The students also explored how faith motivated them to engage the issue of global poverty.

They wanted to get beyond the emotional reaction to poverty and understand it on an intellectual level, understand what strategies are productive--and which aren’t--in promoting economic development, explore their own vocational interests, and seek a way to meaningful integrate their faith with their academic work, Thornton said.

“Much of what people do when trying to help is actually counterproductive.  We heard this repeatedly in site visits.  Just giving stuff away to people often hurts more than helps and undermines those organizations there for long periods of time,” said Thornton.

The students in Rwanda and Ecuador, where a second group of Samford students studied in the Amazon Rain Forest, were among 198 Samford students who studied abroad during January.  Many were based at the Daniel House, Samford’s residential study center in London, England, to pursue study in the arts, culture, political science, geography, nursing, history, pharmacy, religion and fitness and health.

Other groups studied education and family life in Indonesia, medical missions in the Dominican Republic, language, food, culture and society in Costa Rica., coastal geography of the Caribbean island of Saba and history and culture in Rome, Italy.

Closer to home, students in an upper level sociology class explored the organizational structure, history, and social impact of the Disney Company, using a trip to Walt Disney World in Orlando, Florida, to research how the company creates its signature magical experience.

On-campus classes during Jan Term included a business and local poverty class that explored the tenets of poverty through a lens of Christian perspective and social entrepreneurial understanding.
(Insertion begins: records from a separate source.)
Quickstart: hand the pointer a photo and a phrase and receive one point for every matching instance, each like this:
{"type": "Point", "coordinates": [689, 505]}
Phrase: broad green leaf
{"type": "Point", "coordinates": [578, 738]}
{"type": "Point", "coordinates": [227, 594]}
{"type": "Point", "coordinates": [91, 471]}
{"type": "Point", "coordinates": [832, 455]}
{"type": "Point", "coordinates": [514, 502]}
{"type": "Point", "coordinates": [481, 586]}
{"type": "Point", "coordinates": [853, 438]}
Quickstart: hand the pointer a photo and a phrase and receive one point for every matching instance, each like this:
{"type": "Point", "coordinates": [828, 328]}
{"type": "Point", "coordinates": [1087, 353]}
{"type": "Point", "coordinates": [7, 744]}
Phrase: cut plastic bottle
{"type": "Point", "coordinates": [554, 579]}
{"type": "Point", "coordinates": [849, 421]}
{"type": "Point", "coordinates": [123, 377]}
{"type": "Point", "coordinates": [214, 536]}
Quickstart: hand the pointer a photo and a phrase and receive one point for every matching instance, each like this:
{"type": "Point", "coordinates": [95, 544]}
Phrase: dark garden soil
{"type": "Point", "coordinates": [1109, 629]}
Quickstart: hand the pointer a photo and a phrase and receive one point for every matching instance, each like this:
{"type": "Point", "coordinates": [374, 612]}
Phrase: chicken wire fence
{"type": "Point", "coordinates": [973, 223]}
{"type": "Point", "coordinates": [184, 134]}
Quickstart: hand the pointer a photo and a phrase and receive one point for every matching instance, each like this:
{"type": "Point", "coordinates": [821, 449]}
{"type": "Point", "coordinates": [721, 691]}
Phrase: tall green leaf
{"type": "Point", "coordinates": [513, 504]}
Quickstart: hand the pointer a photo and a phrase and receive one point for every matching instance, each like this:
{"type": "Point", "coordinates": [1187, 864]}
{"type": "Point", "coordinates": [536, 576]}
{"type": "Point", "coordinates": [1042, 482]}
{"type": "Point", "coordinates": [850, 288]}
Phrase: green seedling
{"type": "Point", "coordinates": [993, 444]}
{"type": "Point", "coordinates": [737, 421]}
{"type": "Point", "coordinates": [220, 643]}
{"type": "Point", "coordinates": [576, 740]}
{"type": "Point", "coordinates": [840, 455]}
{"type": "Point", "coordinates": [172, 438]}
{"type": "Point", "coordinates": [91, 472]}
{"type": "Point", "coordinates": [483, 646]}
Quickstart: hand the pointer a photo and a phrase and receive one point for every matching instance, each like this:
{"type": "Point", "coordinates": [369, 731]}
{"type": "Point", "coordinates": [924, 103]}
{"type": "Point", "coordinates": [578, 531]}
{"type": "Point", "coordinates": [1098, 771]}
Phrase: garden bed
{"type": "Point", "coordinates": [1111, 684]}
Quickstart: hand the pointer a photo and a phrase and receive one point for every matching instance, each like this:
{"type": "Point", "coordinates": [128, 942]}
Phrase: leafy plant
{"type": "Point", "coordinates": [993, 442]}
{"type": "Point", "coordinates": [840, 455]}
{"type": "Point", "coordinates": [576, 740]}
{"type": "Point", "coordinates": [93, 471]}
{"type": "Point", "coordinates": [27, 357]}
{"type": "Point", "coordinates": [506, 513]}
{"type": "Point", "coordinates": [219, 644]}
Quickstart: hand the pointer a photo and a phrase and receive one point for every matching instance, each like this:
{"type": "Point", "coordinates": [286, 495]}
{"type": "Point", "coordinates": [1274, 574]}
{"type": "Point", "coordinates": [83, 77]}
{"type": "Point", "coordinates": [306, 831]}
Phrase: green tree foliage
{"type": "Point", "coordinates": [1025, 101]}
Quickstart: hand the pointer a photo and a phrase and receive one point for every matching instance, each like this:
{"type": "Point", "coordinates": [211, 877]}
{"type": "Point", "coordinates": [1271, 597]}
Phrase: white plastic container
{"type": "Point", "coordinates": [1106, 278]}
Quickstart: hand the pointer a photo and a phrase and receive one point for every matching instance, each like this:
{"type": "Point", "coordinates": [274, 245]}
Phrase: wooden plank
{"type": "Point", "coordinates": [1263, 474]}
Other Jan Term courses covered topics in art and music appreciation and various other disciplines.

Samford is a leading Christian university offering undergraduate programs grounded in the liberal arts with an array of nationally recognized graduate and professional schools. Founded in 1841, Samford is the 87th-oldest institution of higher learning in the United States. Samford enrolls 5,791 students from 49 states, Puerto Rico and 16 countries in its 10 academic schools: arts, arts and sciences, business, divinity, education, health professions, law, nursing, pharmacy and public health. Samford fields 17 athletic teams that compete in the tradition-rich Southern Conference and ranks 6th nationally for its Graduation Success Rate among all NCAA Division I schools.